Jetstream looks better in the looks department imo, but Palit is also the cheapest and most reliable brand in our region for now and its already arriving in our shores
(Note: palit as in cheaper than other 1070 and 1080s but still way above MSRP)


----------



## Krahl (Jul 6, 2016)

W1zzard said:


> I'm not in contact with Gainward at all



Here I thought Palit and Gainward was basicly the same card/manufacturer. The sure do look extremely similar

I bought the Gainward 1070 GLH last week. It's a very solid card  to say the least. Same lack of insane overclock as all the other Pascals 

Any chance you might contact Gainward? Or do companies approach you?


----------



## basco (Jul 6, 2016)

i wonder why  i cant find any review that explains the solder points?
would be interested in how the card behaves with OCP disabled against enabled.
or what is oc unlock- it seems there is a resistor with 0-ohm? 
and if i solder a variable resistor to gpu can i put more volts then on other cards?

thx for the review


----------



## WithoutWeakness (Jul 6, 2016)

N3M3515 said:


> And the poor overclocking potential of pascal continues...
> 
> *Gigabyte GTX 980 Ti Xtreme Gaming* vs Reference GTX 980 Ti
> Performance diff: 23% (out of the box) --- 34% when overclocked
> ...


The current Pascal cards (1080, 1070) use the smaller GP104 silicon and have much higher stock base/boost clock speeds than we've seen in the past. Nvidia clearly did an amazing job with performance-per-watt but they've also gone ahead and ramped clockspeeds way up in order to get the most performance they can out of the cards within their power envelope. Unfortunately this means that the cards don't have as much overlcocking headroom as previous generations because they're already clocked pretty darn high. Nvidia's big Pascal chips (GP 102 and GP100) will have much higher transistor and core counts that will likely be offset by lower stock clockspeeds to balance power consumption.

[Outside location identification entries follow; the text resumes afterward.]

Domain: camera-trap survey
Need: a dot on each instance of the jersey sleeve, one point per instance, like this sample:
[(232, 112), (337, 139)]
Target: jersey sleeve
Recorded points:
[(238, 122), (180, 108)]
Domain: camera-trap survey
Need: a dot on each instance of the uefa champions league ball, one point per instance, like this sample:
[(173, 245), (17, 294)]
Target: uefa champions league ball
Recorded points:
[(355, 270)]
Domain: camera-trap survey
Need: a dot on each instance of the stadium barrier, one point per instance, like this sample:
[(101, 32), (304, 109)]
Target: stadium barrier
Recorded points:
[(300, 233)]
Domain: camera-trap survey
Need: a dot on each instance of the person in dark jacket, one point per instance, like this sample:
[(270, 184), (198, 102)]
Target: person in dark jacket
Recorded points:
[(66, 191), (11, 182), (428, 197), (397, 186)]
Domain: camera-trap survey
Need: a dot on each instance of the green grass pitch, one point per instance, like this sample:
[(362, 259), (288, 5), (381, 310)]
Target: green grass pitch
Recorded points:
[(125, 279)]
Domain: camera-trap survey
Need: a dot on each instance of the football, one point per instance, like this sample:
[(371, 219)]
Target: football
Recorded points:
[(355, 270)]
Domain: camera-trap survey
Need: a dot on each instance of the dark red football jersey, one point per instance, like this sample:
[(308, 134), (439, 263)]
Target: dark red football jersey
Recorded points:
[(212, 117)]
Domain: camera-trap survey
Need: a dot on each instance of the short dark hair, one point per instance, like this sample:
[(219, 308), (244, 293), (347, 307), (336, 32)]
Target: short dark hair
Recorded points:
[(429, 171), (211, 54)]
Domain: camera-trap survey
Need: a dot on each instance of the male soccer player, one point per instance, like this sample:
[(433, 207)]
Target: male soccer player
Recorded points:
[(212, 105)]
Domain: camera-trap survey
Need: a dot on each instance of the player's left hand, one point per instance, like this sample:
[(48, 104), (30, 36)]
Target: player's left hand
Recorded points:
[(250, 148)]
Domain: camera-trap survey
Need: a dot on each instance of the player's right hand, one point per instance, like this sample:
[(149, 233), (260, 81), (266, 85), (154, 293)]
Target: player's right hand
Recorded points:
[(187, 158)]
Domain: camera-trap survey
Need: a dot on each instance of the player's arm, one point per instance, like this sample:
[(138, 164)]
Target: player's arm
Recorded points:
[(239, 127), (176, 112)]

Those big chips on aftermarket boards with beefier power delivery will likely deliver much better OC headroom.


----------



## okidna (Jul 7, 2016)

night.fox said:


> Palit and Xenon same company? Cause I saw here in korean market same cooler + color but no G-panel
> 
> http://item2.gmarket.co.kr/Item/det...GoodsSale=Y&jaehuid=200002657&service_id=pcdn



It seems that Palit didn't have the permit to use their own brand in Korean market so they have to sell the card as a different brand (or some OEM just simply buy Palit card and resell them as Xenon brand).

The same thing happen here in my country, there's no Palit cards available locally, instead you can just buy a *Digital Alliance* brand which sourced their cards from Palit.


----------



## qubit (Feb 16, 2017)

@W1zzard FYI My Palit GTX 1080 GameRock failed after three months (video signal present, but no content) and its replacement was dead on arrival. Also, weirdly, the replacement's serial number was just one away from the original, so perhaps it was a bad batch. Because of this, I'm getting a refund and my next brand will be anything but Palit, despite the superb noise performance which I loved.

Given the above and the general opinion in the forum that this isn't a reliable brand, I'm just thinking that you might like to research Palit reliability when you next review one of their products and say a word about it in your review.


----------